Selon le “docteur des ânes” Doumir, le pèlerinage de tous les musulmans est faux, car les rites du hadj devraient se dérouler en Algérie et non en Arabie saoudite
Il n’est désormais plus nécessaire de faire ses valises, d’acheter des devises sur le marché noir ou d’attendre un tirage au sort pour le pèlerinage qui n’arrive jamais. Pourquoi souffrir pour se rendre à La Mecque ou se lamenter sur la mosquée Al-Aqsa, alors que, selon les dernières théories du célèbre « historien » et vétérinaire des ânes Mohamed Doumir, l’histoire aurait été falsifiée par les colonisateurs et les usurpateurs malveillants ?
Selon cette théorie géniale, ils auraient décidé un soir de démonter la Kaaba algérienne de notre territoire pour la transporter par navires de guerre jusqu’au Hedjaz. Ils auraient également déplacé la mosquée Al-Aqsa depuis notre pays vers la Palestine, tout comme ils auraient volé la tour Eiffel algérienne pour l’installer en France.
Bienvenue à l’ère du centralisme cosmique absolu, où certains ne se contentent plus de mal comprendre la réalité, mais réinventent la géographie et l’histoire pour les adapter aux humeurs des généraux du régime. Parmi les manifestations les plus profondes de cette prétendue génialité intellectuelle figure la théorie expliquant l’absence de nos dirigeants — du défunt Boumédiène jusqu’à Tebboune — lors des saisons du hadj et de la omra : ils détiendraient dans les tiroirs de leurs bureaux la vérité absolue selon laquelle la Révélation serait d’abord descendue chez nous avant de se répandre dans le reste du monde.
Après tout, nous aurions sur notre sol cinq cents compagnons du Prophète enterrés dans nos terres prétendument sacrées, ainsi que cinq millions et demi de martyrs. Mais dans cette version comique de l’histoire, l’ange Gabriel aurait dû s’exprimer dans un dialecte unique, mélange d’amazigh régional, d’arabe oriental, de quelques phrases françaises pour moderniser le message divin, et d’une pincée de vocabulaire des nomades pour accompagner le voyage.
Imaginez un texte sacré débutant par : « Ô vous les hommes… faites les choses doucement, petit à petit, et vive l’Algérie ! »

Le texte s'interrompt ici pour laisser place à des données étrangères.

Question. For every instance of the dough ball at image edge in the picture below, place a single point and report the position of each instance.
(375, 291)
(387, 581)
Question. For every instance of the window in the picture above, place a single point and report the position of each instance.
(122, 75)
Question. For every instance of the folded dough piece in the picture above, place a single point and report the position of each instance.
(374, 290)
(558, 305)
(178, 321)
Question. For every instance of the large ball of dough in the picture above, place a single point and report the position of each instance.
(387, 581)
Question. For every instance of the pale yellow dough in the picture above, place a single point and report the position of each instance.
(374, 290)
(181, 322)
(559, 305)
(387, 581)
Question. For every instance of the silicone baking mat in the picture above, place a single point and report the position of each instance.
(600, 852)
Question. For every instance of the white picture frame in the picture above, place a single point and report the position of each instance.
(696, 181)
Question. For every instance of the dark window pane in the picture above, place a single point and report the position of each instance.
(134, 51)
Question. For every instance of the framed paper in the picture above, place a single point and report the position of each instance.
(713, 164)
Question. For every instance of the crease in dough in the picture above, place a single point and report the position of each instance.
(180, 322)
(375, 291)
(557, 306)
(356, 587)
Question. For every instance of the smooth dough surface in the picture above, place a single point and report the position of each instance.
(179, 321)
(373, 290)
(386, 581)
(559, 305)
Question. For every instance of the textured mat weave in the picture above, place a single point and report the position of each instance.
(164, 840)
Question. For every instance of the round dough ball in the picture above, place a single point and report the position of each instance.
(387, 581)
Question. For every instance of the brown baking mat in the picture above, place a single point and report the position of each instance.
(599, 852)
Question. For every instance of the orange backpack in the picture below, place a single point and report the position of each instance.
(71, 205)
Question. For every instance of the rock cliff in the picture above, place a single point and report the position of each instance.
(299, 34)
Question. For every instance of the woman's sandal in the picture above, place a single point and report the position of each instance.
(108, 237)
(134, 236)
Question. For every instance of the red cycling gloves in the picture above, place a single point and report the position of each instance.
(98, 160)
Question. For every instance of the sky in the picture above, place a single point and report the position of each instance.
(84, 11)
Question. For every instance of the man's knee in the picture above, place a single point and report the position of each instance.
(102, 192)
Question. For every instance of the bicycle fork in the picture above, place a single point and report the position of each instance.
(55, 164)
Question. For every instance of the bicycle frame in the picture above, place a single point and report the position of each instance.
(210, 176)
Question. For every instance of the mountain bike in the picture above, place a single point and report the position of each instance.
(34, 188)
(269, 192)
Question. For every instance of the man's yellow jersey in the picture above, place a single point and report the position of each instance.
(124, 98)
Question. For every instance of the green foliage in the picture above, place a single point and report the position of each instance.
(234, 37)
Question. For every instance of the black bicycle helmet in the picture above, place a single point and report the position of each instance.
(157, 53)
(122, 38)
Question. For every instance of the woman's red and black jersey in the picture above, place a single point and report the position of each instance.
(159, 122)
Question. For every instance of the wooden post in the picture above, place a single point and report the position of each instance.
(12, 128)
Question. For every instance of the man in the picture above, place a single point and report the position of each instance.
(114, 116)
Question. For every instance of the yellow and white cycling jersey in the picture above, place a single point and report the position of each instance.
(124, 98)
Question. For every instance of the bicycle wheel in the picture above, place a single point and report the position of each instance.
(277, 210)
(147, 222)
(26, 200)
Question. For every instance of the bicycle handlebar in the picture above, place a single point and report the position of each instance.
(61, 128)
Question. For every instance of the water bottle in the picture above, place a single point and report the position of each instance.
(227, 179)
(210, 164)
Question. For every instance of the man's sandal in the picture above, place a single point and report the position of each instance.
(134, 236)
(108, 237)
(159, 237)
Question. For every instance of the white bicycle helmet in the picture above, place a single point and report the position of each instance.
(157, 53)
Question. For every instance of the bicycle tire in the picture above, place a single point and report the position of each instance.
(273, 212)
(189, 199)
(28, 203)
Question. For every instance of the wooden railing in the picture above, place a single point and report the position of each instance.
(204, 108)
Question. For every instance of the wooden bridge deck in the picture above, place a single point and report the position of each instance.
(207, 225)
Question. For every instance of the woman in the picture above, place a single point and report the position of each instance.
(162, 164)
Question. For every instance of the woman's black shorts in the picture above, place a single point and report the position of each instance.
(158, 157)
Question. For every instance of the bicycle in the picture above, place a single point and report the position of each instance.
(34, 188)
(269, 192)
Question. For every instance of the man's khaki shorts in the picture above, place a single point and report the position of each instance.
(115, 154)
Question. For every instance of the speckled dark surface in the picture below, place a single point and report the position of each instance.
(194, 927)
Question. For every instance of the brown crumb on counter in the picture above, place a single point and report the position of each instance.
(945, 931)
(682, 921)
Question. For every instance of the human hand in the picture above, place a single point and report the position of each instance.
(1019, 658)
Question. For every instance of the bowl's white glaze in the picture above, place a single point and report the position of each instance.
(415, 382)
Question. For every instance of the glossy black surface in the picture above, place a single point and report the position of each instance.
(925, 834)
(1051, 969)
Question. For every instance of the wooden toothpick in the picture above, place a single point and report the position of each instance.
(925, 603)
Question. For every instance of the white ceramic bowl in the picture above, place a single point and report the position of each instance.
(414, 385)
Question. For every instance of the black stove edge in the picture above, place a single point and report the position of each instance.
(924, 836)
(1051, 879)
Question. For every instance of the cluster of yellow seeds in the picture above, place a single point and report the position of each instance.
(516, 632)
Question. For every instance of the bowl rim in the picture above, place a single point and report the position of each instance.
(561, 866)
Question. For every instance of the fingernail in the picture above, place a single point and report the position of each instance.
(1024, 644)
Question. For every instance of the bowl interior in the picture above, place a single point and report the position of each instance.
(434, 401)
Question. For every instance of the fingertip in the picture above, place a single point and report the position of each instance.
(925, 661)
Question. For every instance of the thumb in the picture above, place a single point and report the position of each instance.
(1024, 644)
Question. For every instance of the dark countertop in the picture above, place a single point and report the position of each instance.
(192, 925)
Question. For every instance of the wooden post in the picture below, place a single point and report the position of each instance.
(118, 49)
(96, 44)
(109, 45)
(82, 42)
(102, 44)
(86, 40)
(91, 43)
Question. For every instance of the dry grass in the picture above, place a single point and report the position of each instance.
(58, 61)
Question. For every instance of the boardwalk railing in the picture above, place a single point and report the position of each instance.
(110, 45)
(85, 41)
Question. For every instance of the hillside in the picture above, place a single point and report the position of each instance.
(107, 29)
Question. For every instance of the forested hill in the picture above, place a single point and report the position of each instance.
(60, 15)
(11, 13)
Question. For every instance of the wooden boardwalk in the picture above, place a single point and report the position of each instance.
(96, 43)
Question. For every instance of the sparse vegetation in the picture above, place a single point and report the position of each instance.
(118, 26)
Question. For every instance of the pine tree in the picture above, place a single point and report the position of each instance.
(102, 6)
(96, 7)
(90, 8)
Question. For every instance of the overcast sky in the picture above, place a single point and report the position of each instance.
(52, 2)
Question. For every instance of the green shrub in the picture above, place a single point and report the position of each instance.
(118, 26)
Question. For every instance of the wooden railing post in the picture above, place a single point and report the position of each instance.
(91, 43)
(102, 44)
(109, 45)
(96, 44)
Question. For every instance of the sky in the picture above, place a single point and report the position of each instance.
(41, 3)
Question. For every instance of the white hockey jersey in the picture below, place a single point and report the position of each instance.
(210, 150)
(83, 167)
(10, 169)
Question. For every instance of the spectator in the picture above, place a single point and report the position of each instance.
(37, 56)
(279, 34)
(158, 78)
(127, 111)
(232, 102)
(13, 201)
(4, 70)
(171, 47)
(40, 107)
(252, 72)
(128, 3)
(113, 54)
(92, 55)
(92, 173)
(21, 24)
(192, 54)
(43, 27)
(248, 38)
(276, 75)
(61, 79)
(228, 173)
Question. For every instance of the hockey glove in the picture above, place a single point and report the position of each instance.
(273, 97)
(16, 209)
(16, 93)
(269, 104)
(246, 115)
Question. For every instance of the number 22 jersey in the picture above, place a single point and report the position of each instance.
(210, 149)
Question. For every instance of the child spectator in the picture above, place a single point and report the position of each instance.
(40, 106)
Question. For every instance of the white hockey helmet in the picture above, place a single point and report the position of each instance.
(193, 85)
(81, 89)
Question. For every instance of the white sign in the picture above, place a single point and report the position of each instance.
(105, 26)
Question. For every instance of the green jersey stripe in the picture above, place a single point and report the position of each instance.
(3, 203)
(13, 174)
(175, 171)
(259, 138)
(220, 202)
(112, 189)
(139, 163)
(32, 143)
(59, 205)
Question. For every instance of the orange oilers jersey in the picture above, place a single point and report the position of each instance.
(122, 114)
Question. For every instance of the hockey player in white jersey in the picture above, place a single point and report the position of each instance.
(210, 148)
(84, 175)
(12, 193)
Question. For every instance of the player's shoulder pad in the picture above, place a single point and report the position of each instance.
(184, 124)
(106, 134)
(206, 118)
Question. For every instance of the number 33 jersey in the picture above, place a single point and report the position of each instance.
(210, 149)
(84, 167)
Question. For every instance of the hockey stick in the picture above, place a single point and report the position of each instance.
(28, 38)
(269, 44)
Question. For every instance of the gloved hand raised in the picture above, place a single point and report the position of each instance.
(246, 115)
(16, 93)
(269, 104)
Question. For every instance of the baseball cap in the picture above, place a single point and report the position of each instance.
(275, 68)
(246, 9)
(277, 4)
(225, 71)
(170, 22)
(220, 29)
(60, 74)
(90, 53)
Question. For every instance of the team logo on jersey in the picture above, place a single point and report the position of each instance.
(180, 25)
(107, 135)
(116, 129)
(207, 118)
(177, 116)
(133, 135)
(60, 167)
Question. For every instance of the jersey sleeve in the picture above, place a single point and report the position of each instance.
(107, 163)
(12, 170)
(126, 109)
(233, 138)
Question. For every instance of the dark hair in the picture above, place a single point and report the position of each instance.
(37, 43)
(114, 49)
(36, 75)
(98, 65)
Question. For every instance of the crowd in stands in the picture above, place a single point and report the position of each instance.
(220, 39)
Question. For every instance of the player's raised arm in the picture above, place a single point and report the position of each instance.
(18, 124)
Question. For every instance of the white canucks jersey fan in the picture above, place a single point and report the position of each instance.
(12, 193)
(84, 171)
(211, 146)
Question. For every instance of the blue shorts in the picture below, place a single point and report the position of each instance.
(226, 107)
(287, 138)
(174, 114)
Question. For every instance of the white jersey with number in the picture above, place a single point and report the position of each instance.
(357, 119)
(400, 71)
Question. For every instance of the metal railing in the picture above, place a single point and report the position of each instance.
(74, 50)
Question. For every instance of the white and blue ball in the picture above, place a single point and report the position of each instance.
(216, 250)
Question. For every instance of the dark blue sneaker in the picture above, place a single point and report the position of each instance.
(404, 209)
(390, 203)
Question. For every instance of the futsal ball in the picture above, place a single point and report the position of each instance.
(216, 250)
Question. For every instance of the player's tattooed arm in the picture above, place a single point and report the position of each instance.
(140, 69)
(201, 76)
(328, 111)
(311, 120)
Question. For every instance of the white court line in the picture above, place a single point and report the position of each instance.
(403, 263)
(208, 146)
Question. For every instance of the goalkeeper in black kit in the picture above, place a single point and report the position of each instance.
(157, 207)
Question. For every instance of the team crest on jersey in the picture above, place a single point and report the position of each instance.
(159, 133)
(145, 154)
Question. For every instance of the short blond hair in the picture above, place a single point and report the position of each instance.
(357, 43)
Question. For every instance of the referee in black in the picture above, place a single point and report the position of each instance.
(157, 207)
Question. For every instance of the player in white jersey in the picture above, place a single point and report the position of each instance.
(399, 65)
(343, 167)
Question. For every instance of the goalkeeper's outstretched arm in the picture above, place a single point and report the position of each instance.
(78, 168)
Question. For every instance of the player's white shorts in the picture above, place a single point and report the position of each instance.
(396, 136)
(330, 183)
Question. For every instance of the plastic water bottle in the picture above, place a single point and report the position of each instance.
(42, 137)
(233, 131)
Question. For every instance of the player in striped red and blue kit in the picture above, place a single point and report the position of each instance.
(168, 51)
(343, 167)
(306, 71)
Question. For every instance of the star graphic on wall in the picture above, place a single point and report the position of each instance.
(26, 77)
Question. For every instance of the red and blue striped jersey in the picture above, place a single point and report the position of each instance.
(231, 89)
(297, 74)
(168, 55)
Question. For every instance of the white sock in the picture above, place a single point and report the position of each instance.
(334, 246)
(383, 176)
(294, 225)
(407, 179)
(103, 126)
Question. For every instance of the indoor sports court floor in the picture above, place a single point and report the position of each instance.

Pendant que le simple citoyen cherche un morceau de pain ou tente de payer ses factures d’électricité et ses médicaments, les penseurs de TikTok et les fabricants de rumeurs viennent nous annoncer la bonne nouvelle : nous aurions construit une nouvelle Kaaba et retrouvé notre véritable qibla, tandis que certains citoyens se recueillent déjà devant ses murs noirs.
Nous vivons une contradiction étonnante. D’un côté, nous reconnaissons parfois être un peuple marqué par les séquelles du colonialisme, le mélange des origines, la pauvreté, l’injustice et le retard. De l’autre, un courant imaginaire tente de nous convaincre que nous sommes le berceau de toutes les religions et que le monde entier tourne autour de nous.
Il s’agit d’un mécanisme psychologique aussi fascinant que pathétique : lorsqu’on échoue à construire un présent et un avenir respectables, on s’invente un passé glorieux dans lequel on possède tout, y compris les lieux saints et l’histoire des autres.
Le danger de ces idées ne réside pas seulement dans leur caractère absurde ou comique, mais dans le fait qu’elles agissent comme un narcotique intellectuel qui contribue à anesthésier la conscience collective. Se moquer de ces mythes, de ces innovations fantaisistes et de ces falsifications historiques n’est pas un simple divertissement : c’est, selon l’auteur, un devoir patriotique et journalistique visant à réveiller ceux qui sont tombés dans le piège de la propagande.
Nous ne sommes pas le centre de l’univers. Nous sommes simplement un peuple qui tente de survivre entre les séquelles d’une ancienne domination et les contraintes d’un présent difficile.
Et jusqu’à ce que l’histoire nous démontre que New York était à l’origine un quartier de Constantine, chacun est prié de régler sa montre sur l’heure de la réalité que nous vivons chaque jour.